Uscita dalla Fantastica Fessura

Uscita dalla Fantastica Fessura

L’uscita è surreale, si passa dalle “viscere della roccia” all’aperto. Non mi capiterà ancora!
Si è ora al cospetto del Polenton, un nome che la dice lunga sulla forma di questa montagna 🙂 . Ci spostiamo verso ovest, in direzione Crepe di Lausa. Non vi è sentiero, si procede intuitivamente a vista: si può scegliere di scendere di una cinquantina di metri per andare a raggiungere più sotto la traccia del sentiero Paola, oppure raggiungerlo più in alto, tagliando proprio sotto alla parete del Polenton. In ogni caso, tenere la medesima quota complicherà il tragitto, perchè si incontra un canale alquanto accidentato da passare.
Noi abbiamo preso una esile traccia più alta che transita sotto al Polenton, quindi tagliando il fronte di salita siamo pervenuti nel ghiaione che porta alla Forcella delle Crepe di Lausa Nord: ghiaione faticoso questo; prima si perviene in un ampio pianoro da dove, sporgendosi leggermente a est si intravvede il Rifugio Antermoia. Si sale verso le Crepe di Lausa Nord. A metà via, sulla sinistra in successione, si trovano due canali di salita: sfruttando il primo si perviene alle Crepe di Lausa Sud, con il secondo alla forcella dei Camosci.

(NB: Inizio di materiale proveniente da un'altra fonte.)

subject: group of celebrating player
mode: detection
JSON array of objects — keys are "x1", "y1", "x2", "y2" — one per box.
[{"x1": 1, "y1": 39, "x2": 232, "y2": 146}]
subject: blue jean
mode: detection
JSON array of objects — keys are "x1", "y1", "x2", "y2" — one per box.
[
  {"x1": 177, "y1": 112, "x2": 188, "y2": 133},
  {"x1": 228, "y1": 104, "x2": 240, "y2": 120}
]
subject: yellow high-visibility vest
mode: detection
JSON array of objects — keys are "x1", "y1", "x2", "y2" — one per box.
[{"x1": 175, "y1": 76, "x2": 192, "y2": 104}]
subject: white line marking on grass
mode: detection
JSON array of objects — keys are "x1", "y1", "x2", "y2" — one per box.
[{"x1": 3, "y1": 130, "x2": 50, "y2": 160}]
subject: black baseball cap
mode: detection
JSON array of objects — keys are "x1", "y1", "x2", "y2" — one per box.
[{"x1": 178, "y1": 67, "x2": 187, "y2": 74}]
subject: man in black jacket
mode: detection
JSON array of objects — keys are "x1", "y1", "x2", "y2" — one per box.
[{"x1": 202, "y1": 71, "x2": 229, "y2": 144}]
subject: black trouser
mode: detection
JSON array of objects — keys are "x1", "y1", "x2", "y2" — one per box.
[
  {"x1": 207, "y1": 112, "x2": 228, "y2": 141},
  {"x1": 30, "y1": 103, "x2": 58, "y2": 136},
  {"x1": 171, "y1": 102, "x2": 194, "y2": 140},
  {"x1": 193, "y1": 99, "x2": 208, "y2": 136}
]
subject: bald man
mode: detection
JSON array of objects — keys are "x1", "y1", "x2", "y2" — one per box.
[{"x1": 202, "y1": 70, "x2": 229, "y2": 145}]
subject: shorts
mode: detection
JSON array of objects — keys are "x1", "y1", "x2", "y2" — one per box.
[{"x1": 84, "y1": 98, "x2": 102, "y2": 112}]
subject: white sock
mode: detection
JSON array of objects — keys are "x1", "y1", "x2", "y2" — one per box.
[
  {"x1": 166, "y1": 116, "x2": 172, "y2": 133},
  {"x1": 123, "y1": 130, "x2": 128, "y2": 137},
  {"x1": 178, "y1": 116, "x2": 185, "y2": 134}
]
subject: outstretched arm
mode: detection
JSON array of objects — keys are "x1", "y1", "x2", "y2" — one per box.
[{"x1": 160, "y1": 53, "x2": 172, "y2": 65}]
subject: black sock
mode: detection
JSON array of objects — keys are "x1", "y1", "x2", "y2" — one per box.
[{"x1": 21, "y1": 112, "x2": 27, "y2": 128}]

Discesa lungo il ghiaione dalla Forcella dei Camosci

Discesa lungo il ghiaione dalla Forcella dei Camosci

Poichè il nostro obiettivo ora diventa la Pala di Mesdì, tentiamo l’avventura e speriamo tagliando per la forcella dei Camosci di arrivare più velocemente nella Valle di Lausa.
La salita su ghiaino friabile è sempre faticosa, mentre la discesa è impegnativa per la pendenza e il terreno assai sdrucciolevole. Se non siete equilibristi, un bel paio di bastoncini da trekking saranno molo utili.
Per nostra fortuna, e come suggerito dall’intuito, la discesa ci ha accompagnati proprio nella Valle di Lausa, dove su un verdissimo e morbido praticello abbiamo pranzato.
Da qui ci siamo spostati nella Busa di Larsèch per salire alla Pala di Mesdì, percorso “Bepo de Medil” già documentato al link presente all’inizio di questa relazione.
In questa giornata abbiamo percorso il sentiero Bepo de Medil al contrario rispetto a quanto presentato. Una necessità questa visto lo svolgersi della giornata. Se si deve andare in Pala di Mesdì consiglio di seguire il tracciato proposto nella mia relazione, quindi di percorrere il canalone in salita.
Dopo la salita alla cima siamo scesi per il sentiero Bepo de Medil e quindi al Gardeccia da Marco ci siamo bevuti una fresca e dissetante birra!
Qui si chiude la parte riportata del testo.